The most recent edition of the Trucking Conditions Index (TCI), which was recently released by freight transportation consultancy FTR, continued a trend of declines in recent months while still remaining on the right side of growth.
The TCI reflects tightening conditions for hauling capacity and is comprised of various metrics, including capacity, fuel, bankruptcies, cost of capital and freight.
According to FTR, a TCI reading above zero represents an adequate trucking environment, with readings above 10 indicating that volumes, prices and margin are in a good range for carriers.
For October, the most recent month for which data is available, the TCI reading was 3.17, which is more than a point down from August’s 4.58. Both these tallies are down significantly from August’s 10.24 and July’s 14.04 (a 14-year high), as well as May and June at 11.4 and 11.18, respectively.

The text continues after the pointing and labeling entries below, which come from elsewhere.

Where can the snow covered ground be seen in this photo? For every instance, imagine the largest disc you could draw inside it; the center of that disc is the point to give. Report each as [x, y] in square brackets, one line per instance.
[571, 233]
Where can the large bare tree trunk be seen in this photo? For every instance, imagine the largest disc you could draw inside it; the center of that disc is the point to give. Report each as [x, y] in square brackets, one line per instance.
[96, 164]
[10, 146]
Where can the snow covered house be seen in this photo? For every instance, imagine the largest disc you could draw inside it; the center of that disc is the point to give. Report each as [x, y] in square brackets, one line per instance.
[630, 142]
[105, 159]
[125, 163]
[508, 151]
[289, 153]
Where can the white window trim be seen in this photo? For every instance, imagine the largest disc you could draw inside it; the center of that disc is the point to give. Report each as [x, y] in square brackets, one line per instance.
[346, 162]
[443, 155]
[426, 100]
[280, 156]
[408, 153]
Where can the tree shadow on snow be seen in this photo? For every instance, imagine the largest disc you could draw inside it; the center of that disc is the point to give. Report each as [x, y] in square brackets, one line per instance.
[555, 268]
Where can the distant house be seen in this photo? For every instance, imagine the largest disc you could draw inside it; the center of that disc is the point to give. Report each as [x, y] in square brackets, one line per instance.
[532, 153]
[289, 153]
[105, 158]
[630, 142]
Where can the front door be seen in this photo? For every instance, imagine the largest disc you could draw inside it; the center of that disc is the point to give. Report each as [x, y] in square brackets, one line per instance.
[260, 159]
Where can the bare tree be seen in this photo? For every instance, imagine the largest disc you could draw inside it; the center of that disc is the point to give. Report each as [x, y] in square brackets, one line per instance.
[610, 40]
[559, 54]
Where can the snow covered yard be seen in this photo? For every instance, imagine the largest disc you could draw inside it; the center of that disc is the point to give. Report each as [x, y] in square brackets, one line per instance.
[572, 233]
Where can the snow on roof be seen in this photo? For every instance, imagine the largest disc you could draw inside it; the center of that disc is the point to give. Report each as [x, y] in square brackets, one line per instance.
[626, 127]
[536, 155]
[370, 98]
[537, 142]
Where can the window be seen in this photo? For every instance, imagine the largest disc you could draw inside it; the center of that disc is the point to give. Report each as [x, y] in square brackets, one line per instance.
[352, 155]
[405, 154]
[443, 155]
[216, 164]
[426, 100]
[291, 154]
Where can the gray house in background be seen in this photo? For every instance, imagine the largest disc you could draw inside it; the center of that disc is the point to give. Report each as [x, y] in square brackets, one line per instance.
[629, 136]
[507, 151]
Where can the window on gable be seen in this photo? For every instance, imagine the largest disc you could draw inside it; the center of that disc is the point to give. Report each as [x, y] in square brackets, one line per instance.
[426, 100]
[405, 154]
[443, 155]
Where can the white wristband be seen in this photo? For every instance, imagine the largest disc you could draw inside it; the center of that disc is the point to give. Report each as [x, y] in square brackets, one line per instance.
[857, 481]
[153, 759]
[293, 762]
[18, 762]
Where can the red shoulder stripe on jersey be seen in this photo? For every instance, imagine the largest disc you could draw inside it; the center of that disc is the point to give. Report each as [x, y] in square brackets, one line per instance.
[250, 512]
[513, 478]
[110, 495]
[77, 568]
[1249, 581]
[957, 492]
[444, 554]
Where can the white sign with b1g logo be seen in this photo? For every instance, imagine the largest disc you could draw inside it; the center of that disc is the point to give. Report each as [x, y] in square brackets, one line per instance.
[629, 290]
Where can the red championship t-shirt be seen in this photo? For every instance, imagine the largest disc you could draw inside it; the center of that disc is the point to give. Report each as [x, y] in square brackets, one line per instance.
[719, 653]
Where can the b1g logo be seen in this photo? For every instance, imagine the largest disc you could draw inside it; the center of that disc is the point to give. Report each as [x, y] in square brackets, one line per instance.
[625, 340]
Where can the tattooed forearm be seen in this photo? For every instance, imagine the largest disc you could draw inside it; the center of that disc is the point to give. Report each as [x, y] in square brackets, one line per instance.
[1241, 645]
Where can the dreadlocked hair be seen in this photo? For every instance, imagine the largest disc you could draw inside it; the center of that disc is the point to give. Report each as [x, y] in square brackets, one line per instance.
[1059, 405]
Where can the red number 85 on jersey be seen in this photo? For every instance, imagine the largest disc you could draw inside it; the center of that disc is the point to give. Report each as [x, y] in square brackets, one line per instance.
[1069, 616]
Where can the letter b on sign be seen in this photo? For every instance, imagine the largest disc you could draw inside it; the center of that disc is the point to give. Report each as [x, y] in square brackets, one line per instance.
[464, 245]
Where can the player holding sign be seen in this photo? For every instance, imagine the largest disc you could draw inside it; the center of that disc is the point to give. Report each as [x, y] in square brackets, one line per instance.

FTR said that stabilizing truckload rates and a short-lived run up in diesel prices were largely responsible for what is called a continued deterioration in October trucking conditions, with the October TCI at its lowest level going back to August 2017. But it noted that the firm’s outlook for trucking conditions is solid in the near-term, with the TCI rebounding to a better level in the coming months.
“October’s conditions index confirms the general sense that the current cycle has peaked,” said Avery Vise, FTR vice president of trucking, in a statement. “Although we anticipate improved conditions for the remainder of 2018 and much of 2019 compared to October, we appear to be headed gradually toward neutral territory.”